Was that how it was going to be? Partners, not lovers? He wondered if they could really stay that way. Or if either of them wanted it that way.
He pointed at the bandage. 'Shouldn't you be flat on your back right now?'
'Is that the way you want me?' she asked with a wink. She was serious but not serious. Joking but not joking. Things were already complicated.
'You're such a pain in the ass,' he said.
'Actually, that's the one place where I don't have any pain.'
He shook his head and looked away. Maggie read the soberness in his face and followed his eyes, which had wandered to the photograph of Serena.
'So?' she asked.
'She's gone.'
Maggie swore softly. 'I'm really, really sorry.'
'It's not your fault.'
'Yeah? Then why do I feel like it is?'
'Don't go there, Mags. It won't change anything.' After a moment, he added, 'Maybe things happen the way they do for a reason.'
'Or maybe things just suck on a completely random basis,' she replied. 'Did you think about that?'
'I'm trying not to think about it at all right now.'
She nodded. 'Understood.'
He dragged his eyes away from the photograph and changed the subject. 'Did you see the news?
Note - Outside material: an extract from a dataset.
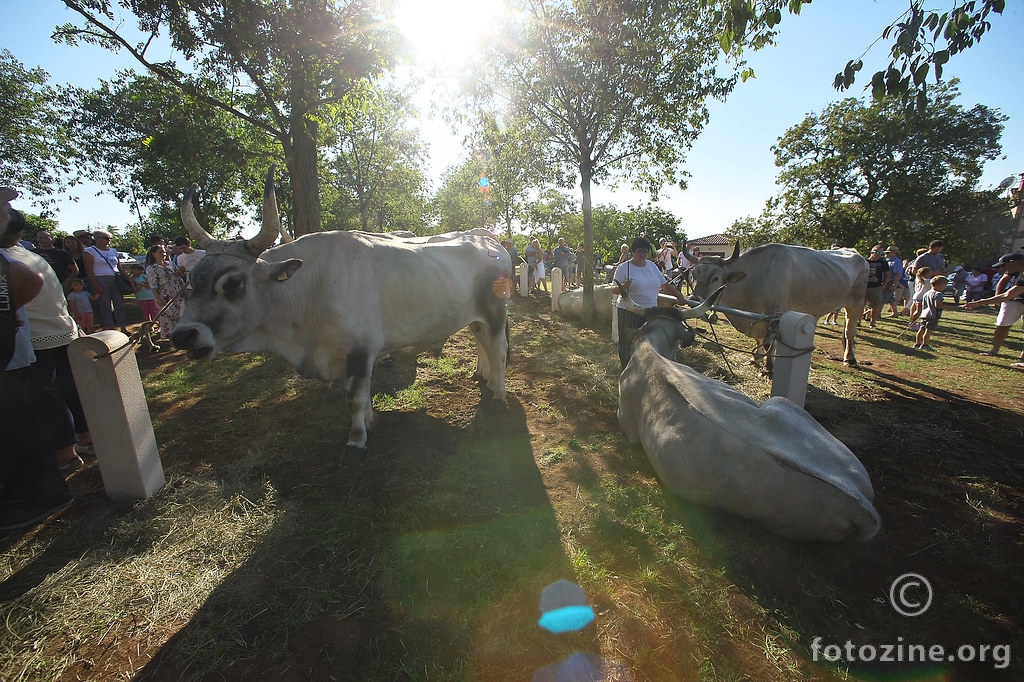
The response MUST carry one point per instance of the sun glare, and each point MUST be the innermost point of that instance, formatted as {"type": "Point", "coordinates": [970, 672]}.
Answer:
{"type": "Point", "coordinates": [445, 32]}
Kasey's lawyer is going to use an insanity defense. He claims the death of her child and the manipulation by Regan Conrad left her incapable of distinguishing right from wrong.' 'A jury just might buy it,' Maggie said.
'Do you think she was insane?'
'Don't you think so?'
'I think she kidnapped a baby and killed three people,' he said.
'Yeah, but she was also a mother who had to watch her child die.' Maggie added pointedly, 'We all have our breaking points.'
He didn't reply, but he thought to himself, yes, we do.
'What about Nieman?' he asked. 'Wh
at have you found out about him?'
'Nieman's a ghost,' she said. 'We're going to be unraveling his secrets for months. So far, we've linked him to murders in Colorado, Iowa, and New Mexico, but we still don't know exactly who he is or where he came from. The FBI is helping us put the pieces together.'
'Kasey's lawyer will claim that killing him was a public service,' he said.
'It was.' Maggie stared at Stride with her hair falling across her face. 'What now? Do you and I plead temporary insanity too?'
'Minus the temporary part,' he said.
'So do you want to get to work right away or do you want to do it on the desk first?' she asked.
Stride couldn't do anything but laugh. 'You're going to make sure this isn't easy for me, aren't you?'
'Damn right.'
'Are you done?'
'For now.'
'Then let's get to work,' he said.
Maggie pointed at a file folder on his desk. 'Remember that teenage boy who washed up from the lake last year? We called it suicide, and the parents said it was murder. We got some new evidence, and it looks like they might be right.'
'OK, I'll catch up with the file,' he said. 'We can go talk to them this morning.'
'You got it.' Maggie climbed out of the chair and headed for the door. He realized that nothing had changed, and nothing was the same.
'Hey,' he called after her.
She turned and looked back at him.
'I like your hair,' he told her.
Maggie grinned, pushed the blood-red bangs out of her eyes, and left.
Stride stared at the dusty oak surface and everything that crowded his desk. The silver letter opener, shaped like a knife. The stacks of yellow pads scribbled with notes. The clock ticking away the seconds, minutes, hours, and days. The crime files. His whole life.
He grabbed the case folder and pulled it toward him. As he did, his hand bumped against the silver letter opener and sent it tumbling to the floor. His eyes followed it. He tensed, waiting for the flashback to wash over him. His heart rate accelerated. He felt sweat on the back of his neck as he wondered how bad this one would be and how long he would be gone. But the attack never came. He didn't fall through the black night air toward the unforgiving water. The bridge was somewhere else, out on the lake, and he was still in his office.